Tampoco él contestó de una manera directa. Lanzó al suelo los restos de su cigarrillo y musitó:
—Pude escapar de la celda, dejar sin sentido a un guardián, sacarlo del Precinto por una ventana y amenazarle de muerte si no hablaba claro. Sabía que me la jugaba, pero también se la estaban jugando ellos. Más tarde a todos nos convendría no remover la basura que íbamos dejando atrás. El caso fue que el agente se arrugó y me contó lo que sabía. No era demasiado, pero sí lo suficiente para atar cabos. La señal que tú habías dejado en el atlas en casa de Fred Seymour acabó de aclarármelo todo. Un excelente amigo mío, capitán de un ala de caza, me trajo hasta aquí en un reactor. De modo que en este caso sé al menos lo que significaba el buque japonés, lo que significa esta ciudad y para qué habían llegado todos aquellos muertos.
—¿Pero… y aquel cocinero indonesio…, y la cabeza puesta a hervir…, y…, y…?
—Ya te dije que ése era un asunto marginal. Serno tenía miedo de que le delataras y por eso intentó matarte. La carne humana se la preparaba para él solo. Y quién sabe si también pensaba facilitar algunas libras de la más elegida a su hermanito, el del restaurante de Manhattan, sólo para «especialistas». Si intentó matarte fue por miedo, repito, pero él estaba al margen del asunto principal, aunque al hacer inevitable el incendio del Kosi-Maru, se ligó a él irremediablemente.
—¿Pero… y lo de tío Fred? ¿Y lo otro?
—Verás… Empezaré por explicarte lo de Jim Larsen y esa mujer llamada Irene Krabb.
—Explícamelo si…, si puedes.
—Claro que puedo. En el fondo, el asunto empezó con una cosa muy sencilla: la pasión de una mujer. Irene Krabb, una hembra ya madura y llena de sensualidad, se enamoró de Jim Larsen, el socio del hombre a quien servía. Se enamoró de tal modo que hubiera llegado a matarle si él la llega a abandonar. Su obsesión era encerrarlo y tenerlo para ella sola. Mantenerlo, incluso, con tal de poder disponer de sus caricias cuando quisiera. Curiosamente, en eso estuvieron de acuerdo los dos. A Jim también le interesaba «desaparecer».
—¿Por qué razón?
—Él era un notable químico, pese a su juventud. Había hecho trabajos de química nuclear. Conocía a eminentes especialistas y hurgaba en sus secretos.
—Comprendo. Sigue.
Llegó a descubrir así que iba a ensayarse un arma nueva con un punto de fisión nuclear distinto, y que uno de los ensayos constituiría en la destrucción de una ciudad artificial, mejor dicho, de la calle de una ciudad, que, eso sí, sería exacta copia de otra que existiera realmente a fin de que el ensayo se hiciera en condiciones lo más naturales posibles. Como el secreto de esa arma está en la concentración de calor, pero sin apenas radiactividad, se tenían que estudiar los efectos en numerosos cuerpos humanos. Para eso hacían falta los muertos.

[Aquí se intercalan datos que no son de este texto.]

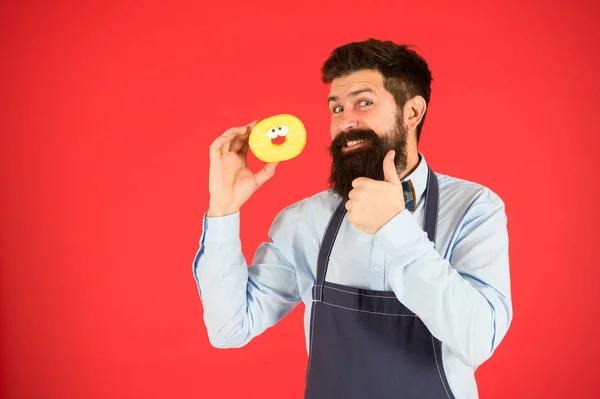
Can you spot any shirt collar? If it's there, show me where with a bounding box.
[402,152,429,209]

Y Key dejó entonces de mirar a la muchacha. Su expresión era quieta, nostálgica. Parecía despedirse de todo lo que le rodeaba en aquel pedazo de desierto, bajo la luz de las estrellas.
Mara hundió la cabeza.
Una calle de una ciudad…
Un arma nueva…
Unos muertos…
Una explosión nuclear…
¡Y ellos dos allí! ¡Ellos solos! ¡Ellos condenados a la más irremediable de las muertes!
De su garganta escapó un gemido.
Sus ojos desencajados miraron al vacío.
Ahora comprendía por qué Key no había querido hablarle al principio de la verdadera situación. No quería asustarla. Esperaba que la explosión se produjese y Mara se desintegrara sin sentirlo, sin darse cuenta. Al fin y al cabo, era un medio dulce de morir. Morir los dos juntos sin que ella sufriera, sin que lo supiese tan sólo… Ésa había sido la razón de su silencio.
Su voz fue apenas audible. Susurró dulcemente:
—Era lo único que podía hacer por ti, Mara, la mujer a la que he amado siempre. Evitar que sufrieras al morir, ya que no tenemos posibilidad de escapar de aquí. Decirte que te quiero, unos segundos antes de que nuestros cuerpos se conviertan en cenizas.
Y aplastó los restos del cigarrillo.
Ni eso quedaría de ellos.
Ni una miserable brasita después de que la luz más brillante que mil soles «estallase en aquel rincón del Desierto Salado.